Qualsiasi sia il tuo progetto di cambiamento, l’importante è utilizzare questo periodo di ripensamento per dare un segnale positivo alle persone che ci seguono e che un domani potranno iniziare a seguirci. 

Vuoi un incentivo in più per iniziare a cambiare?

Ti invito a riflettere su questi tre principali opportunità, che potresti cogliere: 

1. Fare sinergia, perché potresti trovare nuovi partner, con i quali condividere gli sforzi e gli investimenti per poter strutturare un’offerta nuova e vincente; 

2. Pianificare la tua attività con obiettivi di medio lungo periodo, perché oggi è andata così, ma il domani è ancora in gioco e sei ancora in tempo per rimediare e migliorare la tua offerta sul mercato; 

3. Informarsi e formarsi, perché nel lavoro dell’imprenditore niente rimane mai statico e la prima dote che dobbiamo coltivare è proprio quella di non stancarci mai di migliorare.

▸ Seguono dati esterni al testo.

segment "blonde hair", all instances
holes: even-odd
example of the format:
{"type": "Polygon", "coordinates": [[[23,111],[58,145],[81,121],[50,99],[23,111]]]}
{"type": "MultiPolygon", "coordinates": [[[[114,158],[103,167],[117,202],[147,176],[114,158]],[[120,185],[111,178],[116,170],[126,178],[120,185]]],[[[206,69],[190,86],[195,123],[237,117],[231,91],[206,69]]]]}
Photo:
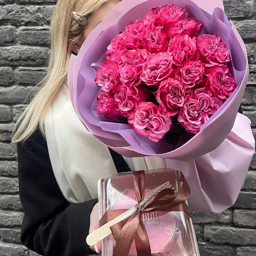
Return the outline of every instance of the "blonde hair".
{"type": "Polygon", "coordinates": [[[104,3],[113,0],[59,0],[51,23],[51,50],[48,71],[45,78],[33,89],[39,87],[14,125],[12,144],[23,142],[28,139],[38,124],[45,138],[44,121],[47,109],[67,82],[72,45],[81,42],[84,26],[72,19],[72,17],[78,18],[73,16],[72,12],[88,17],[104,3]],[[71,35],[69,40],[69,33],[71,35]]]}

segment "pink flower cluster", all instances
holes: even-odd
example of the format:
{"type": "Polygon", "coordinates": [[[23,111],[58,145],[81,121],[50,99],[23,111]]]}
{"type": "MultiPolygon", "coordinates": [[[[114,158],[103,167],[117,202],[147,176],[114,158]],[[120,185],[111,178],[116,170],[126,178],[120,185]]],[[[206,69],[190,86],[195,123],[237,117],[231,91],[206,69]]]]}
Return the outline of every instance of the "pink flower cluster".
{"type": "Polygon", "coordinates": [[[236,83],[226,45],[216,35],[199,35],[203,23],[186,8],[153,8],[112,40],[95,79],[102,90],[99,114],[124,117],[157,142],[173,118],[197,133],[231,95],[236,83]]]}

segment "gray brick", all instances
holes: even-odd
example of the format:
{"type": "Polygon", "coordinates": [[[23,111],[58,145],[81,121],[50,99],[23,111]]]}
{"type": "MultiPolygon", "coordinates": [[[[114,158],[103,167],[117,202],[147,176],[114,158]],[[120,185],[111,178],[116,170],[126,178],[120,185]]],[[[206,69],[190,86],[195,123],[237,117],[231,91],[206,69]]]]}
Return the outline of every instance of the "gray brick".
{"type": "Polygon", "coordinates": [[[41,26],[49,23],[49,6],[7,5],[0,8],[0,23],[14,25],[41,26]]]}
{"type": "Polygon", "coordinates": [[[250,168],[253,170],[256,169],[256,153],[254,153],[253,157],[250,165],[250,168]]]}
{"type": "Polygon", "coordinates": [[[29,250],[24,245],[6,244],[0,244],[1,256],[29,256],[29,250]]]}
{"type": "MultiPolygon", "coordinates": [[[[249,67],[250,74],[248,79],[248,84],[256,84],[256,67],[249,67]]],[[[255,102],[254,102],[254,104],[255,102]]]]}
{"type": "Polygon", "coordinates": [[[0,124],[0,140],[11,140],[14,124],[0,124]]]}
{"type": "Polygon", "coordinates": [[[204,233],[205,240],[218,244],[250,245],[256,241],[256,229],[209,226],[204,227],[204,233]]]}
{"type": "Polygon", "coordinates": [[[36,92],[30,86],[0,88],[0,103],[29,103],[36,92]]]}
{"type": "Polygon", "coordinates": [[[17,193],[19,192],[18,178],[0,177],[0,192],[17,193]]]}
{"type": "Polygon", "coordinates": [[[241,191],[233,207],[256,209],[256,193],[241,191]]]}
{"type": "Polygon", "coordinates": [[[12,45],[15,43],[16,29],[11,26],[0,27],[0,45],[12,45]]]}
{"type": "Polygon", "coordinates": [[[237,247],[237,256],[255,256],[256,255],[256,247],[239,246],[237,247]]]}
{"type": "Polygon", "coordinates": [[[47,48],[32,46],[2,48],[0,51],[1,65],[46,66],[49,50],[47,48]]]}
{"type": "Polygon", "coordinates": [[[194,229],[195,230],[195,233],[196,233],[196,236],[197,241],[201,237],[200,227],[199,225],[197,224],[193,225],[194,226],[194,229]]]}
{"type": "Polygon", "coordinates": [[[12,159],[17,155],[16,148],[10,143],[0,142],[0,158],[1,159],[12,159]]]}
{"type": "Polygon", "coordinates": [[[229,210],[226,210],[219,214],[203,212],[191,211],[193,223],[220,222],[229,223],[230,215],[229,210]]]}
{"type": "Polygon", "coordinates": [[[57,2],[58,0],[16,0],[17,3],[18,4],[46,4],[46,3],[55,3],[57,2]]]}
{"type": "MultiPolygon", "coordinates": [[[[242,108],[242,109],[243,109],[242,108]]],[[[251,120],[252,126],[256,126],[256,110],[246,111],[243,110],[243,114],[247,116],[251,120]]]]}
{"type": "Polygon", "coordinates": [[[54,10],[54,6],[48,5],[45,6],[44,9],[44,16],[45,20],[45,23],[48,25],[50,24],[52,13],[54,10]]]}
{"type": "Polygon", "coordinates": [[[246,87],[242,101],[244,105],[256,104],[256,88],[254,87],[246,87]]]}
{"type": "Polygon", "coordinates": [[[10,106],[0,105],[0,121],[10,121],[12,118],[11,107],[10,106]]]}
{"type": "Polygon", "coordinates": [[[19,195],[0,195],[0,208],[7,210],[22,210],[19,195]]]}
{"type": "Polygon", "coordinates": [[[225,12],[230,18],[246,18],[255,13],[253,0],[224,0],[225,12]]]}
{"type": "Polygon", "coordinates": [[[234,210],[233,222],[240,227],[256,227],[256,211],[234,210]]]}
{"type": "Polygon", "coordinates": [[[240,20],[233,23],[243,39],[256,40],[256,20],[240,20]]]}
{"type": "Polygon", "coordinates": [[[45,28],[24,27],[19,31],[20,44],[47,46],[49,42],[50,31],[45,28]]]}
{"type": "Polygon", "coordinates": [[[0,0],[0,4],[12,4],[14,3],[16,0],[0,0]]]}
{"type": "Polygon", "coordinates": [[[0,229],[0,240],[7,242],[21,244],[20,230],[0,229]]]}
{"type": "Polygon", "coordinates": [[[24,216],[23,212],[0,210],[0,225],[5,227],[20,225],[24,216]]]}
{"type": "Polygon", "coordinates": [[[256,63],[256,45],[245,44],[249,63],[256,63]]]}
{"type": "Polygon", "coordinates": [[[200,256],[234,256],[234,250],[231,246],[209,244],[206,242],[198,244],[200,256]]]}
{"type": "Polygon", "coordinates": [[[25,111],[27,105],[17,105],[13,107],[13,120],[16,122],[25,111]]]}
{"type": "Polygon", "coordinates": [[[0,161],[0,175],[17,176],[18,162],[16,161],[0,161]]]}
{"type": "Polygon", "coordinates": [[[242,188],[244,189],[256,189],[256,172],[248,171],[242,188]]]}
{"type": "Polygon", "coordinates": [[[10,67],[0,67],[0,86],[11,85],[14,82],[12,69],[10,67]]]}
{"type": "Polygon", "coordinates": [[[15,71],[16,82],[22,85],[35,85],[44,78],[46,72],[45,68],[20,67],[15,71]]]}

 Se poi ancora non ti basta, ti ricordo che esistono diversi incentivi economici che le istituzioni stanno mettendo a disposizione delle imprese per la ricerca, l’innovazione tecnologica e la digitalizzazione. E molte aziende si stanno già muovendo in questa direzione.

Non voglio certo dire che la situazione sia semplice, ma ci sono numerosi buoni esempi di imprese, che stanno costruendo la propria opportunità. Se ci riescono loro, perché non dovresti riuscirci tu?